Namık Kemal’in Batılı kavramlara fıkıhtan karşılıklar bulması özünde daha kritik bir iddiayı içeriyordu. Mezkur kavramların İslam’da da olduğu, İslam’la çelişmediği iddiasını. Tanzimat Fermanı’nda, mesela, Namık Kemal’a göre İslam’a “ters hiçbir düşünce” yoktu. Bu doğaldı. Zira Batılılar vardıkları neticeye akıl ve tecrübe yardımı ile ulaşmışlardı. Müslümanlar ise vahiy yardımı ile… Müslümanlar sadece ellerinde nasıl bir hazine olduğunun farkında değildi.
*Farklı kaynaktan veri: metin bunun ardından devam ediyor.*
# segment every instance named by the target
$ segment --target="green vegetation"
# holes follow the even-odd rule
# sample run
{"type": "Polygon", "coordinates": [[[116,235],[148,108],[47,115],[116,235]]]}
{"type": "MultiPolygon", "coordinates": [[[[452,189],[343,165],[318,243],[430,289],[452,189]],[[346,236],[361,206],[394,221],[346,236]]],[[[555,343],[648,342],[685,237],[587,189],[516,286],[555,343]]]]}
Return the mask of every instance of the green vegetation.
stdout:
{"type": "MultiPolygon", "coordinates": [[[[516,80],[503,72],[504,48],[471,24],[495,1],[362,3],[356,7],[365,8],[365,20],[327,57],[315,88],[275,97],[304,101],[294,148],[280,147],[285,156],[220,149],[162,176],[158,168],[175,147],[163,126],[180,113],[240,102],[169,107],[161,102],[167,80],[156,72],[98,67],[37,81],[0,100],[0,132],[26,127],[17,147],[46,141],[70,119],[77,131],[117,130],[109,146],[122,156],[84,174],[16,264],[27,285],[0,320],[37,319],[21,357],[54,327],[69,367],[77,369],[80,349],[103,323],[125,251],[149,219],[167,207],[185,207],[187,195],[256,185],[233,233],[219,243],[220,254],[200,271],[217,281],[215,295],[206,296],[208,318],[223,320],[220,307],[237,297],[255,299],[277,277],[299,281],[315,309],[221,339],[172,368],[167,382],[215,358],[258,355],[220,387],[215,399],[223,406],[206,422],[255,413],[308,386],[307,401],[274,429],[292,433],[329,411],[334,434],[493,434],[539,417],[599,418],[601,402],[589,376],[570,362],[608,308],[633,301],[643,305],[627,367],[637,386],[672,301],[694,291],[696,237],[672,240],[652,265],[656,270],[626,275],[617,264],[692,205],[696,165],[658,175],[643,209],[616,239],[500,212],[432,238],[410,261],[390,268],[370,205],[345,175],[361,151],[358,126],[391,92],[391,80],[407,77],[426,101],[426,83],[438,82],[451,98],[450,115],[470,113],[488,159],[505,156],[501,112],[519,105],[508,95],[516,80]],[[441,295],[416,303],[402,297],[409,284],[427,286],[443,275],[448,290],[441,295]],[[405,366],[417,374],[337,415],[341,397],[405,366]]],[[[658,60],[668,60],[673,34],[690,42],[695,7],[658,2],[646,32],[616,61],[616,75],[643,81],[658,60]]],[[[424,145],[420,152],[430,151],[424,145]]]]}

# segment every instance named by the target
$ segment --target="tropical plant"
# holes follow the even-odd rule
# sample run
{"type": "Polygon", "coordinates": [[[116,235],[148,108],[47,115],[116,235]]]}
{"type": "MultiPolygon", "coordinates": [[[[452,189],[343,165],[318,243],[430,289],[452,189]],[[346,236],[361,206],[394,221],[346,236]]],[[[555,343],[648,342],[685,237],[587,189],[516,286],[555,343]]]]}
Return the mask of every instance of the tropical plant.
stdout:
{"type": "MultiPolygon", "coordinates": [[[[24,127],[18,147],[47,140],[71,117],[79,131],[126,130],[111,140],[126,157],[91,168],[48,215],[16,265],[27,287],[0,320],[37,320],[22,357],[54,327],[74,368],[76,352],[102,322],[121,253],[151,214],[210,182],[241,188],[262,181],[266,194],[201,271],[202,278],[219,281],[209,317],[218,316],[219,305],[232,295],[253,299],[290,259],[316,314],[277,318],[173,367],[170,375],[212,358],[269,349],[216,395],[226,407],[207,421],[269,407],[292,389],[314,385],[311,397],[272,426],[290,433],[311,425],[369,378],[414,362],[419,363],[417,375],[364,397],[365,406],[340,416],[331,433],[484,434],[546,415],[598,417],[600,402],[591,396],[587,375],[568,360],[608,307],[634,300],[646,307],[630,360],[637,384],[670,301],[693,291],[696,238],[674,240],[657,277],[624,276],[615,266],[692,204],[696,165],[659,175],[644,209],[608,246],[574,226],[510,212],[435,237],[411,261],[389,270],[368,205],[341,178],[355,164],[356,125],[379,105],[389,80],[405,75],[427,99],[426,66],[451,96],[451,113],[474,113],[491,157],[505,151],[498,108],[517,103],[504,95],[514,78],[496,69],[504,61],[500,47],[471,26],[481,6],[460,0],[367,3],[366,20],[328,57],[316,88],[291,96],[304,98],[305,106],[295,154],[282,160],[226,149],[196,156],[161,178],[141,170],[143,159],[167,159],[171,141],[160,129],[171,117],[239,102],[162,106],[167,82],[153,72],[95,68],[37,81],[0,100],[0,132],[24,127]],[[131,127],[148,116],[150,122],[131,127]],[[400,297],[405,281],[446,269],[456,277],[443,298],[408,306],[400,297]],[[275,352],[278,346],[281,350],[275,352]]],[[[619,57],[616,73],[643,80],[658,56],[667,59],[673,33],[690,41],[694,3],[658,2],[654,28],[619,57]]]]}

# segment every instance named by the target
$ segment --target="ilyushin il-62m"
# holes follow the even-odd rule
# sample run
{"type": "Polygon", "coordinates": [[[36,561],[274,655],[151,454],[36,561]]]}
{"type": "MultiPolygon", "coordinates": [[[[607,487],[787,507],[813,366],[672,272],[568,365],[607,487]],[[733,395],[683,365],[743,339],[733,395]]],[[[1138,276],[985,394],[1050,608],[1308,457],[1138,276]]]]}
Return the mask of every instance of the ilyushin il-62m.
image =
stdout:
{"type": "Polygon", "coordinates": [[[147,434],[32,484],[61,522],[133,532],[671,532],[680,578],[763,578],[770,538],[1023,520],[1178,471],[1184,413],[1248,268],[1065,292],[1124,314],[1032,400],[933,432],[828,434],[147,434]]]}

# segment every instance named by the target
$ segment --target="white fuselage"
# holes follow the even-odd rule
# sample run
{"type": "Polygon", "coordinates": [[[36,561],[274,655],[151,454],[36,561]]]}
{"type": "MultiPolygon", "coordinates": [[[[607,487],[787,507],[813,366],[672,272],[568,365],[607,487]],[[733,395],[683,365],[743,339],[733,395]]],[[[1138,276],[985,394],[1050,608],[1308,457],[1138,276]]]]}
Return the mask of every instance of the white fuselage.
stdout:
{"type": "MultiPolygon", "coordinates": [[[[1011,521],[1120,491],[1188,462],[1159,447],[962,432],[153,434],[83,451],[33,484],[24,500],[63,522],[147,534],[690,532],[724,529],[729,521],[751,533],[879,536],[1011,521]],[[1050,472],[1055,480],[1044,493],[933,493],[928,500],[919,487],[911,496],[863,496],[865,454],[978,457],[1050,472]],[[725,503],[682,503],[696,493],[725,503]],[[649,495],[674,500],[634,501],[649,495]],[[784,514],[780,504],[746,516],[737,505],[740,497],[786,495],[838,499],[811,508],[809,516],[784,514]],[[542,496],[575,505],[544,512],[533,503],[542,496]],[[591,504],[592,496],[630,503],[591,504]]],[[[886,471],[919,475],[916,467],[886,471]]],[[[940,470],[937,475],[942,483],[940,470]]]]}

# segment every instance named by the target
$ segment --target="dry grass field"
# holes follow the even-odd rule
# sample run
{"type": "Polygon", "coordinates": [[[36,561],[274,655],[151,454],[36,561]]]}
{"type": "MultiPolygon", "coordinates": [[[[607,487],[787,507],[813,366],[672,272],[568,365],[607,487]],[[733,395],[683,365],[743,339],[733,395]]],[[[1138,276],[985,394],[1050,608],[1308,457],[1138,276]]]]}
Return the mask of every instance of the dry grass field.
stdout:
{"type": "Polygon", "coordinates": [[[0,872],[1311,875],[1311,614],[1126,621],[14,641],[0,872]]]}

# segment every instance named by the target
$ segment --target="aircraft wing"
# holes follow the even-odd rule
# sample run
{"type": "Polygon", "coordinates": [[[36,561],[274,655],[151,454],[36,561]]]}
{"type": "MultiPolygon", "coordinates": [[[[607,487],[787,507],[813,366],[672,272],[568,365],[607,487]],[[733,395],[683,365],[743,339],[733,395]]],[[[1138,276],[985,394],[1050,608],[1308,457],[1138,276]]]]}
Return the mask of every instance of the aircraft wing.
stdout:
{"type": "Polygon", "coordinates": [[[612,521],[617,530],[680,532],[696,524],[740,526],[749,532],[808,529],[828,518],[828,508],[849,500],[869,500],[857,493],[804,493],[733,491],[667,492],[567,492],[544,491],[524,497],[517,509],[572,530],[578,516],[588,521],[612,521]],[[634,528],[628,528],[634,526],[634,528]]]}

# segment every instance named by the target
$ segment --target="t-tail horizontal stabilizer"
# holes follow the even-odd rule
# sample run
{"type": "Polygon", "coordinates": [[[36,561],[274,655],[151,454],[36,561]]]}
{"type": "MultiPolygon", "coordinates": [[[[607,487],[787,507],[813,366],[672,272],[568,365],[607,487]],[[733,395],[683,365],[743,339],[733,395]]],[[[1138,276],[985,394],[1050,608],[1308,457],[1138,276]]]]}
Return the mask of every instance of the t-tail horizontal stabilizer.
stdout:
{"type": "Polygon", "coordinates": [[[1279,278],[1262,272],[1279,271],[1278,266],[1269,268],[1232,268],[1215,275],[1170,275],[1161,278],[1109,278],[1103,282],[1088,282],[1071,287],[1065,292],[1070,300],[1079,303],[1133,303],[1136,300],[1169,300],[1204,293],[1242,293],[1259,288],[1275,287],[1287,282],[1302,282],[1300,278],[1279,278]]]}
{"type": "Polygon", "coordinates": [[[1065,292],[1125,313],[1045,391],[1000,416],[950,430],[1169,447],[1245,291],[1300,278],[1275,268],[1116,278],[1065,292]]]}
“Hayfa ki elimizde şeriat gibi medeniyetin her türlü ihtiyacatını ifaya kafi bir atiyye-i ilahiye var iken o bırakıldı da sekiz on zalim ve cehulun havadır ve hevesatı mülkümüzde esası-ı hukuk addolundu.”
İslam dünyasının Batı karşısında gerilemesinin sebebi de buydu: “Şeriatın ahkamına riayetsizlik.” Osmanlı Devleti “İslamiyet üzere kurulmuş” idi ve o esas değiştirilirse bedeni de tehlikeye girerdi. Osmanlı Devletinin uzun süre daha hayatta kalabilmesi ancak “şeriat-ı Ahmediye’ye ittiba” ve “devlet-i İslamiyye halinde kalmak”la mümkündü. Şeriat Osmanlı devletinin “canı” ve hayat suyu, hazırdaki sorunlarının en etkin çaresiydi.
Fıkıh ve Batı-menşeli sosyal bilimler arasındaki son çarpıcı telif girişimi Jön Türklerden, Ziya Gökalp’ten geldi. Gökalp bunu fıkıh usulünde “örfün” önemini vurgulayarak yaptı. Gökalp’e göre fıkıh, amellerin iyi mi, kötü mü olduğuna dair yargısını iki kaynağa dayanarak yapıyordu. İlk kaynak kutsal kitap ve sünnet iken ikinci kaynak örftü. “Müminlerin hasen/güzel gördüğü şey Allah katında da hasen/güzeldir” hadisi ve “örf ile amel, nas ile amel gibidir” fıkıh kaidesi. “Şu halde fıkıh, bir taraftan ‘vahy’e, diğer cihetten ‘içtimaiyyat’a istinat eder. Yani İslam şeriatı hem ilahi hem de içtimaidir.” Şeriatın ilahi yönü elbette sabiteydi, zaman ve mekanla değişmezdi. Ancak içtimai yönü değil. Zamanla ve mekanla değişirdi. Fıkıh da bu değişimi kavramalı, yansıtmalıydı da. Bu ise ancak fıkıhçılarla sosyal bilimcilerin ortak çalışması ile mümkün olabilirdi. Gökalp’in tabiriyle “içtimai usul-i fıkıh”ın işlevi “fıkhın içtimai menbalarını tetkik etmek” ve fıkıhın bu yönünü genişletmekti.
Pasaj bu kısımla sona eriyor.